Maria Bonomi est née en 1935 à Meina, près de Milan. En 1946, sa famille quitte l’Italie pour le Brésil et s’installe à São Paulo. Elle y suit une formation en peinture avec Yolando Mohaíyi et Karl Platter tandis que la gravure sur bois lui sera enseignée en 1954 par Livio Abramo. En 1957, à New York, lors de son passage à la Columbia University, elle découvre la vigueur de l’expressionnisme abstrait alors en plein essor. Son travail y gagnera en force et liberté d’expression. De retour au Brésil elle fréquente l’atelier de gravure sur métal de Johny Friedlander, installé au Musée d’Art Moderne de Rio de Janeiro, et fonde avec Livio Abramo l’ Estúdio Gravura à São Paulo. Les activités de cet atelier cessent en 1964 au moment où le Brésil entre dans une période politique difficile. Le pays sera gouverné par une dictature militaire jusqu’en 1985. Les gravures de Maria Bonomi acquièrent durant cette époque une teneur dramatique intense. A partir de 1970, elle pratique la sculpture, travaille le bois, le béton, réalise davantage d’ oeuvres monumentales et s’intéresse de plus en plus à l’art public. La découverte de l’art chinois et asiatique en général, la défense de l’environnement, l’intérêt pour l’architecture moderne et ses applications sociales vont déterminer le développement de sa carrière. En 1999, elle soutient une thèse de doctorat intitulée Art Public = système expressif de l’antériorité à l’Ecole de Communication et d’Arts de l’Université de São Paulo.
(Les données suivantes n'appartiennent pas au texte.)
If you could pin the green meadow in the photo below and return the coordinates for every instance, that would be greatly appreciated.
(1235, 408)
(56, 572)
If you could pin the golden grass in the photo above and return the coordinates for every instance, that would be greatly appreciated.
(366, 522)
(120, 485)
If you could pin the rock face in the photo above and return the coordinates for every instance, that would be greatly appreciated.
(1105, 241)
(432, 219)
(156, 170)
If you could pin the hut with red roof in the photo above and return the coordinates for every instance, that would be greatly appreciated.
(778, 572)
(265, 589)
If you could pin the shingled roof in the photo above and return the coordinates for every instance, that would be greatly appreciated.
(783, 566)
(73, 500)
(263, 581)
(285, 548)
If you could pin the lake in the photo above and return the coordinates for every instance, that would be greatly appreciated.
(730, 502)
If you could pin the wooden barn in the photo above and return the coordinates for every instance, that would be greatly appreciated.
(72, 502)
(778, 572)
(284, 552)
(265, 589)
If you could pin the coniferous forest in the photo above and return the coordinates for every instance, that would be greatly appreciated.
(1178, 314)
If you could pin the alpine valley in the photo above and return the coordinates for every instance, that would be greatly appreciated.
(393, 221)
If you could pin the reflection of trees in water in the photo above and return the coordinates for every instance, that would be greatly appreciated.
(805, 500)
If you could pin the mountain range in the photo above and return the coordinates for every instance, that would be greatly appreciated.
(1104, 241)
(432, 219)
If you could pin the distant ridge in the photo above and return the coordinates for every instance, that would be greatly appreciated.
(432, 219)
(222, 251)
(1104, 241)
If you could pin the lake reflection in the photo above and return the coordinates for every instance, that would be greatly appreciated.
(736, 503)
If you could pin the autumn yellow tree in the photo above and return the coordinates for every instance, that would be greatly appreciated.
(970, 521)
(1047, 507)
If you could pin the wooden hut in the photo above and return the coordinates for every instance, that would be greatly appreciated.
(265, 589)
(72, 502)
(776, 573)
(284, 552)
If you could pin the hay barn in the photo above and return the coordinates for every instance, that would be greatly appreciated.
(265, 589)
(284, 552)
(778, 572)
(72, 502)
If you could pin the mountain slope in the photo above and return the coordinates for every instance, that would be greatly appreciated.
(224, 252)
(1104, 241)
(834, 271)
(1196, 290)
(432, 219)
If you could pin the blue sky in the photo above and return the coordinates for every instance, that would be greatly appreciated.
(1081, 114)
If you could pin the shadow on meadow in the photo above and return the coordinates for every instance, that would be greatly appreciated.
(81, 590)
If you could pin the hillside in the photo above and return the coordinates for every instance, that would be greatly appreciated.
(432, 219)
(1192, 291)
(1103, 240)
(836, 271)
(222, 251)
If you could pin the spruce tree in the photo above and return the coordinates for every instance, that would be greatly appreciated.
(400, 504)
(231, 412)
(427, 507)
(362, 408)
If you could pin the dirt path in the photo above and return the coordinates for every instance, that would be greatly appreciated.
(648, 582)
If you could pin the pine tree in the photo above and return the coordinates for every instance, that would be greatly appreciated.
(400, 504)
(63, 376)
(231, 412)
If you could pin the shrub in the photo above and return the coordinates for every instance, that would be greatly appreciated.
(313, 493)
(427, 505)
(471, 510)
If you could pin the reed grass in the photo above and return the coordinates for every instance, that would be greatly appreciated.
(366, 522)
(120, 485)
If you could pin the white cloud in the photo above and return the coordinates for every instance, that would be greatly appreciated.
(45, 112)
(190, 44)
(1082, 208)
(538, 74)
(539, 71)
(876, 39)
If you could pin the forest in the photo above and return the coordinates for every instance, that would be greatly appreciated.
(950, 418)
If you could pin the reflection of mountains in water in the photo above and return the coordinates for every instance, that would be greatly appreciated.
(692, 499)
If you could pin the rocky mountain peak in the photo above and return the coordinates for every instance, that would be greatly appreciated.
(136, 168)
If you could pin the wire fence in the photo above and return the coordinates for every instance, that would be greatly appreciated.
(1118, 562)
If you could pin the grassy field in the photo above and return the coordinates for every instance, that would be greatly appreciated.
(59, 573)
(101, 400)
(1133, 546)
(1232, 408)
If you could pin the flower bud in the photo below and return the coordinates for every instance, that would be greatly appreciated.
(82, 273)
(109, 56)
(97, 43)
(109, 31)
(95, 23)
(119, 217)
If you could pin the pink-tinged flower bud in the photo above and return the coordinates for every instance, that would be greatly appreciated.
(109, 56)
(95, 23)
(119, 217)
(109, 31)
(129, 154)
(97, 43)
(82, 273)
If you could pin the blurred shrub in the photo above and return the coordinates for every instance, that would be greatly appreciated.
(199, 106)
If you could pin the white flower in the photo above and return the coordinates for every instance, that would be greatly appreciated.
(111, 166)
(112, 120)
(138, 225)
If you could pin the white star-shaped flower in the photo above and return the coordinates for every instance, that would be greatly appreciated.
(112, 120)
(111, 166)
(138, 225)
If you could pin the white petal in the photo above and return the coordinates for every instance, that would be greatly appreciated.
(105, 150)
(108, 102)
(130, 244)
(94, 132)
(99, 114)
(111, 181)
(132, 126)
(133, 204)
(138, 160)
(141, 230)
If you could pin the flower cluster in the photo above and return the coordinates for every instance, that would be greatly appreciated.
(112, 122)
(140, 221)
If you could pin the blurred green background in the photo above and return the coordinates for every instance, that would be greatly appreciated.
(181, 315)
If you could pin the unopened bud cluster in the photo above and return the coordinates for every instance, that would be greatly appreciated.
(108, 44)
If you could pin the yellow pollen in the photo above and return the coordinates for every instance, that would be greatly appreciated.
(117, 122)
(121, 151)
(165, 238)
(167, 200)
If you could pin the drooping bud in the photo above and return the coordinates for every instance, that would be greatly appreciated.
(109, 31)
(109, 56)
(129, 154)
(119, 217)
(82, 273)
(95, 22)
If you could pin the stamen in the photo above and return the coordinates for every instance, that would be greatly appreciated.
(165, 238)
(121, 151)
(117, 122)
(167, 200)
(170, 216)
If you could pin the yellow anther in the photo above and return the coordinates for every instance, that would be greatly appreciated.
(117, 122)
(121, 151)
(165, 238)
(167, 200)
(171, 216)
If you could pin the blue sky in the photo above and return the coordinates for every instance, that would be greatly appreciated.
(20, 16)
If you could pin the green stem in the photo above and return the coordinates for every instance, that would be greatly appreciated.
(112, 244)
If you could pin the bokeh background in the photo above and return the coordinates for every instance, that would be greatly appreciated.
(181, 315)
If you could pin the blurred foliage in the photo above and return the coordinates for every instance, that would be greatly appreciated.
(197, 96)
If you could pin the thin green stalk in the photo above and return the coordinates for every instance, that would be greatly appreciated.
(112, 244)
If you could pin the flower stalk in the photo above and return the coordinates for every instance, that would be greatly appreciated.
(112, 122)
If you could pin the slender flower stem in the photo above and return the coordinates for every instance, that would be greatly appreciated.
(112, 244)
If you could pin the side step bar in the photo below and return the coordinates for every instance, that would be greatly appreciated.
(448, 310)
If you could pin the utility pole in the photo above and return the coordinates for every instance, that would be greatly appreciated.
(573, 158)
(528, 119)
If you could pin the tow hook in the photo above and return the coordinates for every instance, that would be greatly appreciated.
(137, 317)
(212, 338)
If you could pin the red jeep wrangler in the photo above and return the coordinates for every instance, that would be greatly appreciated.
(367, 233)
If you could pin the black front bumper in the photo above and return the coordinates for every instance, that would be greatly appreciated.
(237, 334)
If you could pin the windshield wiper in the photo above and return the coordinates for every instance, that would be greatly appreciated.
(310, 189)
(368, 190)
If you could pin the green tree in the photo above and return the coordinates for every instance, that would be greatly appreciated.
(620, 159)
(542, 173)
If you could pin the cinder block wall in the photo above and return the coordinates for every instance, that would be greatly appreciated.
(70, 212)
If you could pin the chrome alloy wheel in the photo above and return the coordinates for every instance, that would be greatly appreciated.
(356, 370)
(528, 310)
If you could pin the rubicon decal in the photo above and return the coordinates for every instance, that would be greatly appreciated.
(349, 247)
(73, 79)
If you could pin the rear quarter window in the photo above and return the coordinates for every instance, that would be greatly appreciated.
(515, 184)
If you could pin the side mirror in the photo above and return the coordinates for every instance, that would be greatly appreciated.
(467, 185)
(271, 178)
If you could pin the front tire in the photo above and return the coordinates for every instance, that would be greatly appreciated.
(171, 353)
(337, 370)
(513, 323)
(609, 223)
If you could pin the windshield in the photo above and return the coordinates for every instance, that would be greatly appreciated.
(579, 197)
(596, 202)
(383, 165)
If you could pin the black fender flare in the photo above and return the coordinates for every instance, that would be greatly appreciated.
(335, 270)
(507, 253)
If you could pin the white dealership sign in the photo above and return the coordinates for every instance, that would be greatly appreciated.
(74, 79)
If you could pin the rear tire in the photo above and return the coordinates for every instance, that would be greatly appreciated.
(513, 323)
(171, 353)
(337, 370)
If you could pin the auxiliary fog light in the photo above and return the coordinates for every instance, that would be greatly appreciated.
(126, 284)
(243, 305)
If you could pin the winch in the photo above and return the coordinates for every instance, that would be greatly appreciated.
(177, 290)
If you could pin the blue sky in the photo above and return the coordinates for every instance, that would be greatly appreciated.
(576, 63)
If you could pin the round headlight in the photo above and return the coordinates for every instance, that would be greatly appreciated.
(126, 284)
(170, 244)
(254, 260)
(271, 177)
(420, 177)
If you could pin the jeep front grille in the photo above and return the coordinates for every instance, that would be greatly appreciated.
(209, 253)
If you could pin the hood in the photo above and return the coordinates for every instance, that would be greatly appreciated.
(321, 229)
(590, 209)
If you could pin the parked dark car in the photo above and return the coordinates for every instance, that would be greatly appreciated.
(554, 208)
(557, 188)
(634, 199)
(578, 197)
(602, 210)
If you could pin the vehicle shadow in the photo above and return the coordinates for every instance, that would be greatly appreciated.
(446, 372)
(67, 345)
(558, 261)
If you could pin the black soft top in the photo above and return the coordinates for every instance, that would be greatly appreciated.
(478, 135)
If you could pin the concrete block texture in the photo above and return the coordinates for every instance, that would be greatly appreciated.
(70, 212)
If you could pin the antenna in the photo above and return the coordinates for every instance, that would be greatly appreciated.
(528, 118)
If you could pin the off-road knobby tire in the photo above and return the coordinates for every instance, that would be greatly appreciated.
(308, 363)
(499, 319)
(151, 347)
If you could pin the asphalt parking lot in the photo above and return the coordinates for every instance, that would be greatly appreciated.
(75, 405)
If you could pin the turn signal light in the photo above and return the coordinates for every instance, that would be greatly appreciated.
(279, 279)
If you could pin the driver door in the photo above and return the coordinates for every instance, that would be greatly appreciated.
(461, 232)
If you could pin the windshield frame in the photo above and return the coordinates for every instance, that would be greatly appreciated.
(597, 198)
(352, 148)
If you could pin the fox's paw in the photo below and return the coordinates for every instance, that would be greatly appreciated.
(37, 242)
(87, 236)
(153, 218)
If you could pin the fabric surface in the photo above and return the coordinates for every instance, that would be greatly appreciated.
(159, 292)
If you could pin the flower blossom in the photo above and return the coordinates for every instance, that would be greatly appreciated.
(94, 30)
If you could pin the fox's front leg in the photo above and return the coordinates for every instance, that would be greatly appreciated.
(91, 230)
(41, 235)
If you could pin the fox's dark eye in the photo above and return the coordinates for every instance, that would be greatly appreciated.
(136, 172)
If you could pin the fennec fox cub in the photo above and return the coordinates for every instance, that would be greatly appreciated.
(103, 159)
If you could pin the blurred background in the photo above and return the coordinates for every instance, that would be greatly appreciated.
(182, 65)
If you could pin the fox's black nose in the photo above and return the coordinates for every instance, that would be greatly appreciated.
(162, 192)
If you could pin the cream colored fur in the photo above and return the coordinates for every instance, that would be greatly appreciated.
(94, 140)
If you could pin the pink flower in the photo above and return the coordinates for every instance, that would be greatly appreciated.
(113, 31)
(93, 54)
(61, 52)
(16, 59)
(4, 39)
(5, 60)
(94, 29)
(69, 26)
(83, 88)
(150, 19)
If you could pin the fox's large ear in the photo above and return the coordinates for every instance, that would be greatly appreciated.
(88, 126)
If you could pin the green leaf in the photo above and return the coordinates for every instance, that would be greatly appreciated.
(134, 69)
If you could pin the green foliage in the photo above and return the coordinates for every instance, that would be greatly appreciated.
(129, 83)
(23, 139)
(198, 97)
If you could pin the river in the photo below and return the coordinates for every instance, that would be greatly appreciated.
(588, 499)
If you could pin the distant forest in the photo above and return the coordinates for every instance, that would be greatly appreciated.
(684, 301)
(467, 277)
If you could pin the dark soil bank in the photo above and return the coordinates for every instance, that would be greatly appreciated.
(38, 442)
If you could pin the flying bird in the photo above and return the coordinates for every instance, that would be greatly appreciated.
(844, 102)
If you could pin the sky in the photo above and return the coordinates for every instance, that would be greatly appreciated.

L’estampe monumentale Tetraz faisait partie d’une installation présentée durant l’exposition du même nom en août et septembre 2003 au Centro Brasileiro Britânico,  à São Paulo. Le thème de cette manifestation politiquement engagée dénonçait la dégradation universelle de l’environnement. Le choix du titre est fortement symbolique, le tétras étant une espèce de coq sauvage des régions montagneuses dont la survie est mondialement menacée.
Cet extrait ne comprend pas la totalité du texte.